Sure, but that only shows that a good tank is versatile. A Panther or Tiger was just as good at supporting infantry as an M4, but could also successfully fight other tanks. The Germans invented the modern combined arms doctrine, combining armor, troops, artillery and tactical air power. It was the essence of "Blitzkrieg".
The Panther and Tiger, particularly the latter, were worse tanks than the Sherman. Why? Because they were ill-matched to the resources of the country that fielded them.
A Panther or Tiger was just as good at supporting infantry as
a Sherman, but
a Panther or Tiger was
not as good at supporting infantry as
ten Shermans. The Panther probably could have been a great tank if its designers had made a few compromises with reality, but the Tiger could never have been anything but a squandering of precious industrial resources.
The Sherman was marginal for the Allies because, while they could build enough to swarm the battlefield, tank crews required a good bit of training, the Allies didn't have unlimited manpower, and there were political costs (not to mention ethical concerns) to high casualty rates. The Germans had serious manpower trouble as well but their industrial capacity was not up to fielding tanks as difficult and expensive to manufacture as the Tiger. Today, we (the West generally but particularly the U.S.) build the equivalent of a Panther/Tiger hybrid because advances in detection, targeting, and information technology have made it even easier for one superior tank to kill many inferior ones at little risk to itself, and because we are much more willing to expend dollars than lives on the battlefield. The context has changed, so the ideal weapon has changed as well.

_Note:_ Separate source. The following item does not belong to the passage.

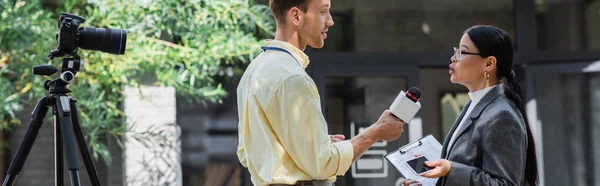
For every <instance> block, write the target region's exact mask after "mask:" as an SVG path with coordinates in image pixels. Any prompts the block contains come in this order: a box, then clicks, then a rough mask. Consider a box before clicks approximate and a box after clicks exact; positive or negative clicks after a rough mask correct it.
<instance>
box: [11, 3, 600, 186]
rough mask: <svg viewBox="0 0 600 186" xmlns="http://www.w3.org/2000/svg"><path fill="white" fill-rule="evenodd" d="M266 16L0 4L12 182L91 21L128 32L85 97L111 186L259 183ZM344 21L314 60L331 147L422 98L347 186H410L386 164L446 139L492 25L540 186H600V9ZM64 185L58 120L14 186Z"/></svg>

You can't analyze the effectiveness of any piece of military hardware out of context. The V2 was a horrible weapon because it was ridiculously expensive for the return. The Ki-84 was a bad-to-mediocre plane because its design didn't take the limitations of Japan's aircraft industry into account. The T-34 was a superb weapon because it was both effective on the battlefield
and capable of being manufactured in the necessary numbers.